Councilmembers Take Public Safety Officials to Task


Santa Barbara Fire Chief Andy DiMizio got unusually rough treatment — and open skepticism — from members of the City Council about details of the city’s tsunami response plan, still in draft form. Councilmember Grant House, notorious for his appreciations, expressed doubt about a new map showing a much reduced inundation zone should Santa Barbara be hit with a 28-foot tsunami. According to the new map, prepared by geologists with USC, a nine-meter tsunami — roughly 30 feet — would not get much beyond the freeway. Previous maps showed such a tsunami getting much farther inland. DiMizio and Fire Marshal Joe Poire explained that the change reflected a better understanding of past tsunamis and the new technology used in modeling such contingencies. House wasn’t buying it. “On its face, it doesn’t reflect reality,” he said. House said the damage done by the recent 30-foot tsunami in Japan convinced him that the city’s new map understates how much real estate would find itself submerged in the event of a tsunami. “Looking at Japan makes me think it’s inaccurate.”

Councilmember Bendy White was unimpressed with the proposal to post about 30 warning signs throughout the inundation zone.

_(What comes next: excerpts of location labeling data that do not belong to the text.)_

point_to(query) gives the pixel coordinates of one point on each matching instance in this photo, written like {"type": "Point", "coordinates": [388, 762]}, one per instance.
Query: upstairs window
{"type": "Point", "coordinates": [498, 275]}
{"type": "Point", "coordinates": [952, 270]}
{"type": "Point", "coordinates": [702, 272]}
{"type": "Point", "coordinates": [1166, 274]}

What would happen, he asked, if an earthquake occurred between the Channel Islands — which buffers the shore from waves — and the coast? (He got no clear answer.) In such a case, White suggested the warning time would be substantially reduced. “Then what?” he asked. “Signs?” Fire officials expressed some concern that such signs might become collector’s items, prompting Councilmember Michael Self to suggest — in jest — “I’m just saying they could be electrified.” White noted that warning sirens play a prominent role in Hawai‘i’s tsunami response system and asked whether they were part of the local plan. Chief DiMizio said, “Sirens are an option that can be considered.” Poire added that sirens were not “mandatory” for Santa Barbara to be designated a “tsunami-ready city” by the National Oceanic and Atmospheric Administration.

Michael Harris, director of the county’s Office of Emergency Services, said he hoped that public outreach efforts would educate residents in the inundation zone to stop whatever they’re doing in the event of a prolonged earthquake and seek higher ground. But that wasn’t good enough for Councilmember Hotchkiss, who insisted that warning sirens “absolutely” had to be part of the plan. “I don’t get putting signs down there at all,” he said. “I mean, ‘Duh!’” Councilmember Randy Rowse said he wanted more details on how the city’s police and fire departments would direct traffic from the waterfront across the freeway should a tsunami occur. To make sure they actually work, he suggested they be put to a test immediately after the fireworks on the Fourth of July.